The unseeded Kyrgios is arguably playing the best tennis of his career this year and once again showed that he is capable of moments of magic throughout his four set triumph against the world’s fifth-ranked player Tsitsipas – but as has so often been the case, his impressive win has been somewhat overshadowed by the rancor which followed it.
Tsitsipas edged a close first set before Kyrgios took over and, with a mixture of supreme tennis and on-court bluster and histrionics, Kyrgios won the next three to eliminate the fourth seed, inching closer to a Grand Slam crown which has so far evaded him in his singles career.
But Tsitsipas wasn’t happy with the manner in which Kyrgios achieved his win.
“It’s constant bullying, that’s what he does,” the Greek said post-match.
“He bullies the opponents. He was probably a bully at school himself. I don’t like bullies. I don’t like people that put other people down. He has some good traits in his character, as well. But he also has a very evil side to him.”
Kyrgios, for his part, was initially conciliatory towards Tsitsipas but changed his tune when he became aware of what the press had been told of his performance by his opponent.

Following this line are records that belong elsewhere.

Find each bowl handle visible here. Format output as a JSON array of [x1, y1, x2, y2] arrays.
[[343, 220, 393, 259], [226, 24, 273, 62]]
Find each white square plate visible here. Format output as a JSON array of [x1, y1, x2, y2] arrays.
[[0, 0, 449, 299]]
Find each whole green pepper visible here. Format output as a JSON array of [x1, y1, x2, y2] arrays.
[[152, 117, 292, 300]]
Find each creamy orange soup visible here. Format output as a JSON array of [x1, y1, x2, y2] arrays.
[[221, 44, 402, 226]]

“I would be pretty upset if I lost to someone two weeks in a row, as well. Maybe he should figure out how to beat me a couple more times first and then get to that,” he said, referencing his victory against Tsitsipas at the recent Halle Open.

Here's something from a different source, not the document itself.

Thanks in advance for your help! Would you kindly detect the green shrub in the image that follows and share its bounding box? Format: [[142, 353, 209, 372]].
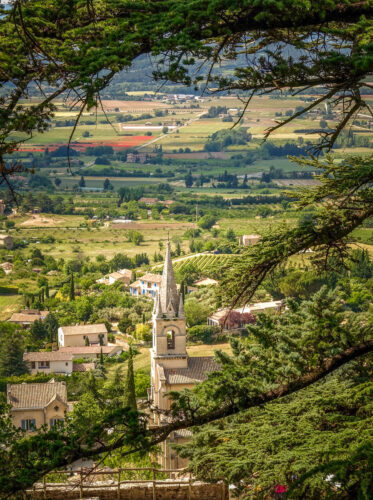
[[0, 286, 18, 295], [0, 373, 67, 393], [187, 325, 220, 344]]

There was a perfunctory handshake between the two after the match but Tsitsipas made clear afterwards that this was in appreciation of Kyrgios’s tennis and not his character.
Coming up clutch: @NickKyrgios edition.
— Wimbledon (@Wimbledon) July 2, 2022
“Attitude-wise, if there was a handshake for that, I would definitely be walking away from it, and that’s how it is. It’s not acceptable in any way,” he said.
Kyrgios, though, said that he wasn’t the one responsible for the gloomy atmosphere throughout their match.
“I just think he’s making that match about me, like he’s got some serious issues, like serious. I’m good in the locker room. I’ve got many friends, just to let you know. I’m actually one of the most liked. I’m set. He’s not liked. Let’s just put that there,” he said.
Jawing aside, the win was a pivotal one for Kyrgios. He will take on Brandon Nakashima this week for a place in what would be his first Wimbledon quarter-final since 2014 and with the highest seeded player on his side of the draw being Alex de Minaur, who is 19th seed, Kyrgios tennis may well do the talking for him en route to what could potentially be a career defining achievement if he makes the final.
Just don’t expect Stefanos Tsitsipas to be all that happy about it.